UAV Formation Control Based on Deep Reinforcement Learning and Dynamic Artificial Potential Field

shaoxuan dong; Zetian Sun; Jiarui Li; Bo Li

doi:10.37965/jait.2026.1299

UAV Formation Control Based on Deep Reinforcement Learning and Dynamic Artificial Potential Field

Authors

shaoxuan dong Xi’an Hummingbird Pilot Testing Technology Co., Ltd, Xi’an, China
Zetian Sun School of Electronics and Information, Northwestern Polytechnical University, Xi’an, China https://orcid.org/0009-0006-1713-8008
Jiarui Li School of Electronics and Information, Northwestern Polytechnical University, Xi’an, China
Bo Li School of Electronics and Information, Northwestern Polytechnical University, Xi’an, China https://orcid.org/0000-0002-1415-4444

DOI:

https://doi.org/10.37965/jait.2026.1299

Keywords:

artificial potential field, deep reinforcement learning, formation control, UAV

Abstract

The navigation of unmanned aerial vehicle (UAV) swarms in complex environments faces significant challenges, especially the inherent local minimum deadlock and parameter rigidity issues of traditional artificial potential field (APF) algorithms.
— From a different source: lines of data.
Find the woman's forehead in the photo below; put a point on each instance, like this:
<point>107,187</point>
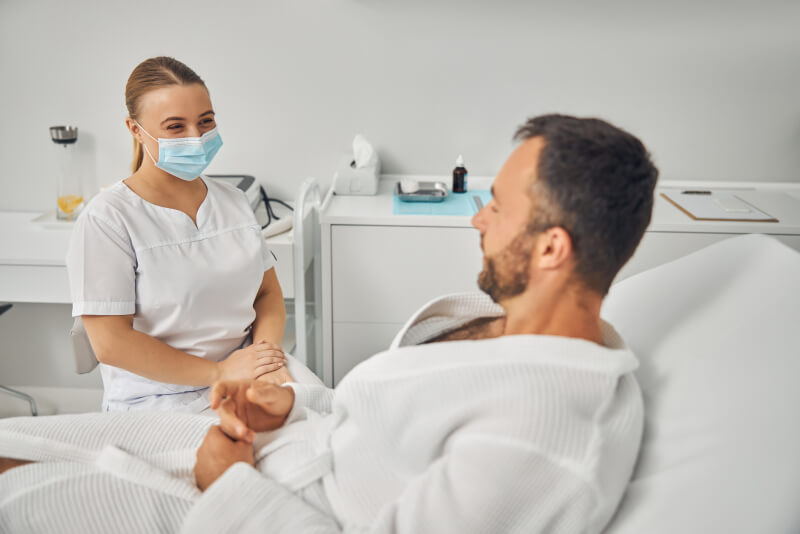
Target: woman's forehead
<point>176,100</point>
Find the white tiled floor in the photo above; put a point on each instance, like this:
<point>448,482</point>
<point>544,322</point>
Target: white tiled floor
<point>51,401</point>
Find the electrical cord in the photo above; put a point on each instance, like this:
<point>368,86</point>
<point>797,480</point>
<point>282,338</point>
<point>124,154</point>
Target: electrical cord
<point>268,206</point>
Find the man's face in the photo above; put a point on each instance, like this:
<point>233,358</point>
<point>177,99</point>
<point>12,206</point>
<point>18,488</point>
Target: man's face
<point>506,245</point>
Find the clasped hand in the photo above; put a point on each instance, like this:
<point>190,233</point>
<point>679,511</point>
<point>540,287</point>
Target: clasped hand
<point>244,407</point>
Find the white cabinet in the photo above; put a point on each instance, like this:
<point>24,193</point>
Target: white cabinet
<point>378,268</point>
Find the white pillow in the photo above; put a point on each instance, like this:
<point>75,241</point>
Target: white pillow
<point>718,337</point>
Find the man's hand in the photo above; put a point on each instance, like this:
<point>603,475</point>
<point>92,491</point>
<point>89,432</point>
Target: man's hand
<point>247,407</point>
<point>217,453</point>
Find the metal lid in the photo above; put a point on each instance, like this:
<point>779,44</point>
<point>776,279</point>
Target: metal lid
<point>64,135</point>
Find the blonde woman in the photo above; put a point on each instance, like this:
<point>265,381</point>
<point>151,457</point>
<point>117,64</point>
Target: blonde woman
<point>168,269</point>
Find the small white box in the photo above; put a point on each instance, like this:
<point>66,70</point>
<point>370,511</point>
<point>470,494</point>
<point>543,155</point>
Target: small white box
<point>352,180</point>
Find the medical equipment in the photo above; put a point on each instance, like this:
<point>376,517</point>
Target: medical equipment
<point>460,176</point>
<point>424,192</point>
<point>71,189</point>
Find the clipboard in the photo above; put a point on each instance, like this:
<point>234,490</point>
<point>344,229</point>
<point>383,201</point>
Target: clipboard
<point>710,206</point>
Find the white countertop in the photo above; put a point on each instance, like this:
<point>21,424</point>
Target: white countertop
<point>781,200</point>
<point>33,258</point>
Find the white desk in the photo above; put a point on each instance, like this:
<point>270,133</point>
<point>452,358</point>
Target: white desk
<point>378,268</point>
<point>32,260</point>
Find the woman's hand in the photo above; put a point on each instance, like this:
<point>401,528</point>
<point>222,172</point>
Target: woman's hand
<point>277,377</point>
<point>252,362</point>
<point>246,407</point>
<point>217,453</point>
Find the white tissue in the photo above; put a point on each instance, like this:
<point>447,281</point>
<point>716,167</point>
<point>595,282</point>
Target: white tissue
<point>364,154</point>
<point>408,185</point>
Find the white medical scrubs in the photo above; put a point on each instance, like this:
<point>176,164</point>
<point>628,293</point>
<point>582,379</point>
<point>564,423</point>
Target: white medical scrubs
<point>192,287</point>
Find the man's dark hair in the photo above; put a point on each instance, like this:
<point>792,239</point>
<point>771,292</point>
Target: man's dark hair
<point>596,181</point>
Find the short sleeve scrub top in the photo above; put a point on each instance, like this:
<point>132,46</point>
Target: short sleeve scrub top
<point>190,286</point>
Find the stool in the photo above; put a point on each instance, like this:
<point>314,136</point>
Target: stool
<point>24,396</point>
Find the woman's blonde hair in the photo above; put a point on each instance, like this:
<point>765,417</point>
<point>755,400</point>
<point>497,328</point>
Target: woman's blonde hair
<point>150,74</point>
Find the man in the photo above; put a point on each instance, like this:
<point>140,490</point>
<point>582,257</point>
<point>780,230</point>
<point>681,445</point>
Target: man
<point>515,412</point>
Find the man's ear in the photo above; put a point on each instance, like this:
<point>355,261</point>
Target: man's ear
<point>554,248</point>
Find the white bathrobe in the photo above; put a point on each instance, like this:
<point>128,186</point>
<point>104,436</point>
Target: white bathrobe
<point>513,434</point>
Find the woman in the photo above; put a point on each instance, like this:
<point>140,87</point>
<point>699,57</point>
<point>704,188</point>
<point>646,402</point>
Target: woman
<point>168,269</point>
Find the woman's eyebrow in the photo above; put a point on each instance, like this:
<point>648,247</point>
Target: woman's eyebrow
<point>172,119</point>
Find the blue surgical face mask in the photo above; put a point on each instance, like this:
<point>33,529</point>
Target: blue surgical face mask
<point>185,157</point>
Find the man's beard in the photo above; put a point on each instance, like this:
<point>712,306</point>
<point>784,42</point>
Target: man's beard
<point>506,274</point>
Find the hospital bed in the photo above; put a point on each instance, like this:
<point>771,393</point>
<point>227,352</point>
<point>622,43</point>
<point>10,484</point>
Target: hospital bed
<point>717,333</point>
<point>718,337</point>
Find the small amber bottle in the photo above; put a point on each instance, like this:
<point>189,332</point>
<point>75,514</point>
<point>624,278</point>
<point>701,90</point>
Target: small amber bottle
<point>460,176</point>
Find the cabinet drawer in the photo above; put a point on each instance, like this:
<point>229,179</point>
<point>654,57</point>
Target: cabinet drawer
<point>382,274</point>
<point>355,342</point>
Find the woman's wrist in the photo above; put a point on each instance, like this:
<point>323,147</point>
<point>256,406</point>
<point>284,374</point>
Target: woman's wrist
<point>214,372</point>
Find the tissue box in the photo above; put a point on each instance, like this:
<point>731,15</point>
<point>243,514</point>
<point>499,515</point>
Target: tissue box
<point>352,180</point>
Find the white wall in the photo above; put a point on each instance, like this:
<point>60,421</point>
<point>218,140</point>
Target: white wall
<point>713,88</point>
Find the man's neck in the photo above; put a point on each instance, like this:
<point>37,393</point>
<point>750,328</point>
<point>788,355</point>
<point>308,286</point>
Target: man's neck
<point>566,312</point>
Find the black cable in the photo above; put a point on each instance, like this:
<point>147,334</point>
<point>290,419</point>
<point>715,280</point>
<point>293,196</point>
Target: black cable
<point>268,206</point>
To address these issues, this paper proposes a novel hierarchical formation control framework that deeply integrates the Twin Delayed Deep Deterministic Policy Gradient (TD3) algorithm with a second-order consensus protocol. Based on a leader–follower augmented topology, the followers adopt a distributed consensus control law to maintain the geometric rigidity and structural safety of the formation. For the leader, this paper introduces an AI-driven meta-control architecture: TD3 agent continuously interacts with the physical environment, not only dynamically optimizing the optimal attractive and repulsive force gains but also outputting a continuous repulsive force deflection angle. Furthermore, by combining algebraic graph theory and Young’s inequality, this paper rigorously proves that this nonautonomous closed-loop system with time-varying parameters guarantees uniform ultimate boundedness. Comparative simulations in a simulated complex dense forest environment show that the proposed TD3-APF method significantly improves the obstacle avoidance success rate.